Design a new source format (object representation and/or on-disk representation)

simoncozens commented 3 years ago

Ideas for hierarchy so far: newsource

alerque commented 3 years ago

Why have masters at all? I understand how they came to be historically and the case for instances (a set of static locations on axes) but if you're designing a new on-disk and object format, why not drop the charade and just go straight for glyphs? Each glyph would have control points that are not just a pair of coordinates but but vectors with enough values to locate them through each axis. Editors could use the instance location data to draw what people currently think of as "masters", but if you're coming up with a new model for holding the data I don't think dragging the current paradigm with you is necessary.

simoncozens commented 3 years ago

Interesting idea! I started to come up with reasons why not, but I'm not sure any of the reasons I have are valid. Going "variable first" has a lot of advantages, too. Hmm.
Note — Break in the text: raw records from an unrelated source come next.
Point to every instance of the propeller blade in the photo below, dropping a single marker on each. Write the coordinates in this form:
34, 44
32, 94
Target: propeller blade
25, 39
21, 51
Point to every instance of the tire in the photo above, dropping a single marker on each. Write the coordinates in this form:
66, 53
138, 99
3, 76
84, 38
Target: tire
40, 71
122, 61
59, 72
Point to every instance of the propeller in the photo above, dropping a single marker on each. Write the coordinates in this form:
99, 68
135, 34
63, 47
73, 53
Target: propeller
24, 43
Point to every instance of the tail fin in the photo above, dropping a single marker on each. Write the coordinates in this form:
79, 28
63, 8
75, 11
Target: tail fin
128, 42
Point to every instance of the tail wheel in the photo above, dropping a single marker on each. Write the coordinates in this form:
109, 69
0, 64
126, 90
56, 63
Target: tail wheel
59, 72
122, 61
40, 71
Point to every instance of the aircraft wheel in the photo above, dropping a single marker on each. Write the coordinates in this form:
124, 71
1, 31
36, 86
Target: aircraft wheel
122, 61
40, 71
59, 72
Also I'd like to hear any thoughts you have from your investigations on what makes a good version-control-aware on-disk format.

schriftgestalt commented 3 years ago

I think, the way you set up the masters (containing glyphs) are not useful. They are just some positions in the designspace that have some info attached (coordinates, vertical metrics …).

What you have as top level "glyphs" might be better called encoding. (Not sure why that should be in a different place than the outlines.)

Glyphs and layers should be its own thing. But have some connection to the masters (to get to the vertical metrics).

The idea of one set of control points with different coordinates for each point in the design space is bad. You need to be able to store incompatible outlines per glyphs. Not all font projects are variable fonts. There are color fonts, layer fonts, unfinished fonts.

One thing I never understood: AFAIK the default for an axis is where the outlines in the glyf table are? Then you NEED a proper master (meaning "master layer" aka a set of outlines/shapes) at that location. And what if you set the default in the axes and later move or remove that master? So in the font storage, you need to point to a master that is supposed to go into the glyf table and it's coordinates will be the default.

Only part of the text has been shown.